A transaction levy, or "Robin Hood Tax," could help fund $100 billion of climate change aid that developed countries have pledged by 2020, and extend to health care and education as well, the 63 groups said in a letter yesterday to Clinton that was e-mailed today by Friends of the Earth.

"It is past time for the financial sector to pay its fair share," the groups wrote to Clinton. "We urge you to support efforts to enact a financial transaction tax to pay for international public goods at climate change negotiations, the G20 and other important international venues."

The groups are reviving a proposal put forward in November 2010 by a United Nations-appointed panel that included billionaire investor George Soros and Larry Summers, then director of U.S. President Barack Obama's National Economic Council. Bolivia is among nations to support a transaction tax to generate climate funds.

The UN panel in its 2010 report said an international financial transactions tax could generate $27 billion a year, while auctions of pollution permits could raise $38 billion.
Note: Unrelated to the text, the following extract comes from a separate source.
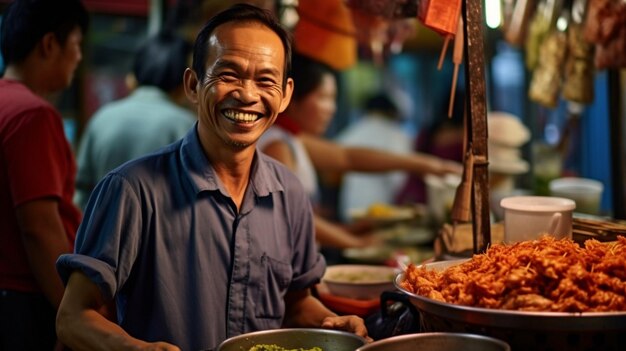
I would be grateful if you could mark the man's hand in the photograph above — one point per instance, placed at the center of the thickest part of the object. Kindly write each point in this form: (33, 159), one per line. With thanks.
(353, 324)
Taxes on shipping and aviation, a charge on electricity and the removal of fossil fuel subsidies were other measures suggested.

Raging Grannies

Groups that signed yesterday's letter include National Nurses United, the largest U.S. nursing union, the development charity Oxfam, Rainforest Action Network, an environmental campaign group based in San Francisco, and Raging Grannies, a protest group of older women with its origins in Vancouver, Canada.

Former U.K. Prime Minister Gordon Brown, former French President Nicolas Sarkozy and labor groups including the U.K. Trades Union have all supported the concept of a charge on international flows of money, sometimes termed a Tobin tax after James Tobin, the Nobel Prize-winning U.S. economist who first suggested the idea in 1971.

In the letter, the groups asked Clinton to use an Oct. 1 to 3 UN meeting in Cape Town on long-term climate finance to address three "misleading claims" they said have been made about the Robin Hood Tax.

Those assertions are that it would be impossible to impose globally, that it would drive financial activity offshore as people would find ways to avoid such a charge, and that the source of climate finance should be linked to carbon emissions.

"It is the exception, rather than the norm, for revenue from a tax to be directly linked to the source of taxation," the groups wrote. "No one, for example, demands a direct link between state sales taxes and the use of that revenue."

Financial Transaction taxes have been implemented both temporarily and permanently in more than 40 countries, including the U.S. from 1914 to 1966, according to the letter. The groups also cited the International Monetary Fund as saying the measures "do not automatically drive out financial activity to an unacceptable extent."